Wednesday, January 19, 2005

Travelin' Lady stops in for a spell


By DANA DUGAN
Express Staff Writer

Rosalie Sorrels

Singer-songwriter, storyteller, great-grandmother, pioneer and beat muse Rosalie Sorrels is as unique as an Idaho tornado and nearly as powerful.

The living legend, known as The Travelin' Lady for one of her signature songs, has been nominated for her first Grammy for the album "My Last Go Round." She is playing in the valley for two nights, tonight at Iconoclast Books in Hailey, from 6 to 8 p.m., and Thursday, Jan. 20, at Iconoclast Books in Ketchum, from 7 to 9 p.m.

Born in Idaho 72 years ago, Sorrels lives in a log cabin her father built at Grimes Creek, not far from Boise.

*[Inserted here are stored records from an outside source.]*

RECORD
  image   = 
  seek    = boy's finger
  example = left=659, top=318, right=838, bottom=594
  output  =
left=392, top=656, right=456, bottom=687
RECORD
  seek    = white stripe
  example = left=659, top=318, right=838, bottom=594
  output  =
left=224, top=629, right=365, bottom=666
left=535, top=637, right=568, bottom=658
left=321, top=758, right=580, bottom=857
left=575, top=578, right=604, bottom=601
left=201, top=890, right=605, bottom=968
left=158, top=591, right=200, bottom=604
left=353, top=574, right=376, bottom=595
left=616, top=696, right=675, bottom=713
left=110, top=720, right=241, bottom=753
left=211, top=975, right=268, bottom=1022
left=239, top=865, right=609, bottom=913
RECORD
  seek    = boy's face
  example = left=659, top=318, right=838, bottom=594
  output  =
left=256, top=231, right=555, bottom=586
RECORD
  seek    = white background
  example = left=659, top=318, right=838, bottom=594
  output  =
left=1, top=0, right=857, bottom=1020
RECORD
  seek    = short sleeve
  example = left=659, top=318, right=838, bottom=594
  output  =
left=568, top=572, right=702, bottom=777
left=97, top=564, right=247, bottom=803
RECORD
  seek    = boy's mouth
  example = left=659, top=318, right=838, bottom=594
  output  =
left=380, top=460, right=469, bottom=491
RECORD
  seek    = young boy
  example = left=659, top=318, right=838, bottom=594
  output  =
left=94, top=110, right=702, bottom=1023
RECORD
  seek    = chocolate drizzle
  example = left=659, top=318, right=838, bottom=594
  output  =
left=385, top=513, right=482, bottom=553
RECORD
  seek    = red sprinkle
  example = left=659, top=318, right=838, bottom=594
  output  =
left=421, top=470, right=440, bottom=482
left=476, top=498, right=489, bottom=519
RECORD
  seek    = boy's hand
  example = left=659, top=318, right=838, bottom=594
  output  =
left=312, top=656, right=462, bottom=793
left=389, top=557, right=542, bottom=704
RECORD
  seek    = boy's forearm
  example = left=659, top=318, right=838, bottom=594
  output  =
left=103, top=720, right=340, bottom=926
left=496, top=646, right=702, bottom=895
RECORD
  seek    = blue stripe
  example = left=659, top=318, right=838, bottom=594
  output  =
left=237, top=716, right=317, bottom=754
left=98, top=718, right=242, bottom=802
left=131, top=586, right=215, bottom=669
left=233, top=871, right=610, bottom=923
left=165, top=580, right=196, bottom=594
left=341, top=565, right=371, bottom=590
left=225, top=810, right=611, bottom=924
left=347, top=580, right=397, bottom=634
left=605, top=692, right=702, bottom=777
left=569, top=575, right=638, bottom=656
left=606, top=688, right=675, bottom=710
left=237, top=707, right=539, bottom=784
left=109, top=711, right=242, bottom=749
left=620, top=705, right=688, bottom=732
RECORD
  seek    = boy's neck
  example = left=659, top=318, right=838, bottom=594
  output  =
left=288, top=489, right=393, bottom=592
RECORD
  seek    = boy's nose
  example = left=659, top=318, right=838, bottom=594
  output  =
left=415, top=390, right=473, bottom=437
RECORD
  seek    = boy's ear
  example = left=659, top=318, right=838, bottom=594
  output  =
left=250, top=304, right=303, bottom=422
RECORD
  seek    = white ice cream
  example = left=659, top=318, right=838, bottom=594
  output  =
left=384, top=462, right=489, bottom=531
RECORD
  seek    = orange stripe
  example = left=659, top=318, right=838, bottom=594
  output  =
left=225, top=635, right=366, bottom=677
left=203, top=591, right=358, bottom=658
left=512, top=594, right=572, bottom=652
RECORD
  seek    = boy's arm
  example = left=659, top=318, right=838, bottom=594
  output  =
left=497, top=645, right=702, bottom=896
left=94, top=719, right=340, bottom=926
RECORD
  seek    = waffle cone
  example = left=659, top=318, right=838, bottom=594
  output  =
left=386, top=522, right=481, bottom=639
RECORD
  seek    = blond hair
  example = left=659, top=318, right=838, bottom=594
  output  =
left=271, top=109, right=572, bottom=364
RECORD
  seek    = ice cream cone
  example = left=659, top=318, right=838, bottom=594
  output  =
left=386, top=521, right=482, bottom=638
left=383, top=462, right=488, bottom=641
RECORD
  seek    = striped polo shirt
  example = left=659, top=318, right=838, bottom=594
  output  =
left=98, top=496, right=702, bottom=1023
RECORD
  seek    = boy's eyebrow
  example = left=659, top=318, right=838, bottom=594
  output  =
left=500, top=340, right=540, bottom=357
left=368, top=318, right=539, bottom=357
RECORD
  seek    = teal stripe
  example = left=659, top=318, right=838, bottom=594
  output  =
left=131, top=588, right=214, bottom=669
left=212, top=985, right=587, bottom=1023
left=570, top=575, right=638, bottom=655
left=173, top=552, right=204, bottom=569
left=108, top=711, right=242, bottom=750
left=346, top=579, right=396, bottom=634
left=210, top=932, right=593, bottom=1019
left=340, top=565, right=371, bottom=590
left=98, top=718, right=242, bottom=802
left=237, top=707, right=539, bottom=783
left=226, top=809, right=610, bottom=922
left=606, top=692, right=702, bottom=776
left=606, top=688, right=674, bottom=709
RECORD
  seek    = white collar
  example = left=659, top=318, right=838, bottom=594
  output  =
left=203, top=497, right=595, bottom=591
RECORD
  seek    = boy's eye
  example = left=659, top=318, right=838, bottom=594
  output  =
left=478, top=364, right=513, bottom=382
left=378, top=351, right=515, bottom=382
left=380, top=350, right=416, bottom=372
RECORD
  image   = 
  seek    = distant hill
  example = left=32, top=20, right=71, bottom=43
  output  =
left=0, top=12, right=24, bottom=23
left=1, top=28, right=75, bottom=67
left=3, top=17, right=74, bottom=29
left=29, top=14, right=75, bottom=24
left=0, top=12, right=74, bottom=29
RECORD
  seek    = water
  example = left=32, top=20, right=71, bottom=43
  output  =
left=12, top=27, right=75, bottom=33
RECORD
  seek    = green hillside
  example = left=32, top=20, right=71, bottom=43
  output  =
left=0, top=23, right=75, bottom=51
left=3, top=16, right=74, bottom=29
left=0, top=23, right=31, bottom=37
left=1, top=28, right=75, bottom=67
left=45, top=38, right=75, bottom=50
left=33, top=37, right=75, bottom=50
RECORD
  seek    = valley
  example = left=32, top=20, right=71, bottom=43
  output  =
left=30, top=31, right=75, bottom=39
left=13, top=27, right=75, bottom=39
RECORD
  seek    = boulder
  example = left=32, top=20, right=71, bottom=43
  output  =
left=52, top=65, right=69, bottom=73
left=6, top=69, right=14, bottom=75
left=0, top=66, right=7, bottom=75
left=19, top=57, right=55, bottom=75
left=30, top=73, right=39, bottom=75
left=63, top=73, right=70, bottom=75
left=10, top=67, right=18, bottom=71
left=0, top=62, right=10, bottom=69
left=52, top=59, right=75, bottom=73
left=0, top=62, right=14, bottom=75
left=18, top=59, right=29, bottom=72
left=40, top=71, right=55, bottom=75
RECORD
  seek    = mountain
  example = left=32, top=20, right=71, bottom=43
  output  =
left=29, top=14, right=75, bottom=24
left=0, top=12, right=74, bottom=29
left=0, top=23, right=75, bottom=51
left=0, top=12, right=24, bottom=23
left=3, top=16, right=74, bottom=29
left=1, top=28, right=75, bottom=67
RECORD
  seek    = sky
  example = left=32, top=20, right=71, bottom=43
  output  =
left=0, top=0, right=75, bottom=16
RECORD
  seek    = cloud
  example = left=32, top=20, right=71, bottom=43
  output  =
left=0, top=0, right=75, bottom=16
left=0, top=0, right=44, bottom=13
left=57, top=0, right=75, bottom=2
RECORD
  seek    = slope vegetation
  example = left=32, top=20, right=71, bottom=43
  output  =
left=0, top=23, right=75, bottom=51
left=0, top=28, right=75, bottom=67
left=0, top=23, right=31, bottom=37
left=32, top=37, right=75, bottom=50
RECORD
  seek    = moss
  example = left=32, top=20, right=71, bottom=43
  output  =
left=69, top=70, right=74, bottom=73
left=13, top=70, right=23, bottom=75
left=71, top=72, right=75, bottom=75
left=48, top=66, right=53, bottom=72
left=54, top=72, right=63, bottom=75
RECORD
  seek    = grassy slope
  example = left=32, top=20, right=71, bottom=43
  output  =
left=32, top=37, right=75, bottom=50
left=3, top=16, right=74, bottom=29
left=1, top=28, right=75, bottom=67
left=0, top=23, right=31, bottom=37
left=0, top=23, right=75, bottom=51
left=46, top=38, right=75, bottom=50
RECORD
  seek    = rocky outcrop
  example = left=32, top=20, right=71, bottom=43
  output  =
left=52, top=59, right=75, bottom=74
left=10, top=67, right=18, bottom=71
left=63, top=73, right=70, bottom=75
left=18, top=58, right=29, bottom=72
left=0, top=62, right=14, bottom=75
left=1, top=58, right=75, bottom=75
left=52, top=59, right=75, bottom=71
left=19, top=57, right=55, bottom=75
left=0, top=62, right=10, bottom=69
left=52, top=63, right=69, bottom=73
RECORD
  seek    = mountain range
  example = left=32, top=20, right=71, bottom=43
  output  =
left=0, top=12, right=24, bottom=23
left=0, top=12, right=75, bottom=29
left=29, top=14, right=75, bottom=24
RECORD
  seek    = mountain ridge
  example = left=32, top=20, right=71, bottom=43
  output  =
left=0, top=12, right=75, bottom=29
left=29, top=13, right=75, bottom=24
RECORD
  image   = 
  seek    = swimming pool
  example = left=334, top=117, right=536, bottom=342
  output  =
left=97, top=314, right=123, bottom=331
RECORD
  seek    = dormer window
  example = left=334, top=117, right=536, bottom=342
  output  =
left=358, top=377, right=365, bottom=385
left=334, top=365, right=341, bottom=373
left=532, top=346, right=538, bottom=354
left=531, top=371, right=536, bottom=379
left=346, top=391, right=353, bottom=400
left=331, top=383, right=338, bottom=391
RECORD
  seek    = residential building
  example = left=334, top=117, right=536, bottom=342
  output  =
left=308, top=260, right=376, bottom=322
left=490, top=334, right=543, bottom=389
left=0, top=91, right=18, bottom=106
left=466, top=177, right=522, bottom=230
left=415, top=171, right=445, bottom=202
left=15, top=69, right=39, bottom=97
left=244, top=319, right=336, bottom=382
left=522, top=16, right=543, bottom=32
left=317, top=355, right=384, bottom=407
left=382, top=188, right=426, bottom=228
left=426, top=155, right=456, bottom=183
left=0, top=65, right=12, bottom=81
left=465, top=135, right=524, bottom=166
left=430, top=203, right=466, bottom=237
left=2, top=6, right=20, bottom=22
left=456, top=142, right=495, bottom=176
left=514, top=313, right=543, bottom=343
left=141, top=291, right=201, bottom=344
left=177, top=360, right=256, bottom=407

For over 40 years Sorrels has been a part of the traditional folk music scene, having played with everyone from Mimi and Richard Fariña and Dave Van Ronk to Christine Lavin, Terre Roche, Louden Wainwright III and frequent musical partner Bruce "Utah" Phillips.

In the 1970s, she played at the Leadville Espresso in Ketchum, which was owned by her friend Millie Wiggins. Coincidentally, her grandfather, Robert Stanton Stringfellow, used to preach in the same building when it was Ketchum's only church. Over the years, she's returned often to the Wood River Valley to perform at venues such as Sun Valley and Smiley Creek.

Another singer once called her "the hillbilly Edith Piaf."

"She's one of my heroines," Pete Seeger once said. "I remember meeting her when she was a single mother back in 1959. Through the years, she's risen above her problems and written some of the most wonderful songs, and she became an earth mother to hundreds of single mothers—women in general, really—inspiring them to rise above their problems and face up to their songs. She showed by her own example of what you can do."

Sorrels, a cancer and brain aneurysm survivor, has had more than her share of pain. It informs her music and always has.

While living in Salt Lake City she met many musicians as well as literary figures such as Oscar Zeta Acosta, Hunter Thompson and Studs Terkel.

Thompson wrote introductory liner notes for one of her albums. Robert Creeley penned a poem about her, and composer and filmmaker David Amram played French horn and flute on an early albums. Studs Terkel included interviews with her in two of his books including "American Dreams: Lost and Found."

She played the Newport Folk Festival in 1966. The University of California at Santa Cruz has a Rosalie Sorrels Archive in its Beat Generation Archives. One of her biggest influences in the early years, singer-songwriter and activist Malvina Reynolds called her a "rollicking anti-hero, a first rate poet-songwriter and a genius storyteller."

In 1990, she won an award from the World Folk Music Association, named for one of folk music's most beloved practitioners, the late Kate Wolf. Sorrels has recorded over 20 albums and written three books, including "Way Out in Idaho."